Russian President Vladimir Putin dismissed any suggestion that Syrian President Bashar Assad’s forces were behind a chemical attack that killed scores of people in the rebel-held Idlib province, back in April, an alleged chemical attack that prompted a harsh response by the United States, which effectively destroyed some 20% of Assad’s operational air force. In an interview with the daily newspaper ‘Le Figaro’, Putin stressed that there was no proof chemical weapons were used by Assad, maintaining Moscow’s position that the government air force targeted a rebels’ weapons storehouse that contained, among others, chemical weapons. “(Just after this chemical attack) We immediately proposed to our U.S. partners and everybody who sees it sensible to arrange an inspection of the airfield from where, as it was claimed, the planes which used chemical weapons took off.

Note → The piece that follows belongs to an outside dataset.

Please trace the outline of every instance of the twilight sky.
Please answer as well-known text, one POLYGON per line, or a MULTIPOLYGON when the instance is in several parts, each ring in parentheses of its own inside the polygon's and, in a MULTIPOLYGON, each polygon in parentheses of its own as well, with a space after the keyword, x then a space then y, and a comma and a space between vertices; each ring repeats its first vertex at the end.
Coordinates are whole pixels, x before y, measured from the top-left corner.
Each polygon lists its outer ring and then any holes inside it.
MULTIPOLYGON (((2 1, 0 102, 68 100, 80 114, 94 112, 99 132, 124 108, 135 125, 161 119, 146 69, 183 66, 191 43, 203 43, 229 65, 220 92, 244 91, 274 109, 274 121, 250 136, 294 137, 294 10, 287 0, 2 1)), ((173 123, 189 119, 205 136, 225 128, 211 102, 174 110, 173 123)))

If the chemical weapons had been used by President Assad’s armed forces, then inevitably traces would have remained in that airfield. Modern control methods would immediately have traced it, that is inevitable. It would remain both in the planes and the airfield. But everyone refused to conduct these checks.” Russian President Vladimir Putin said.

 

President Putin’s remarks came just one day after French President Emmanuel Macron, whose country’s intelligence services in April blamed Assad’s forces for the Idlib attack, said the use of chemical weapons in Syria was a red line for Paris and would result in reprisals.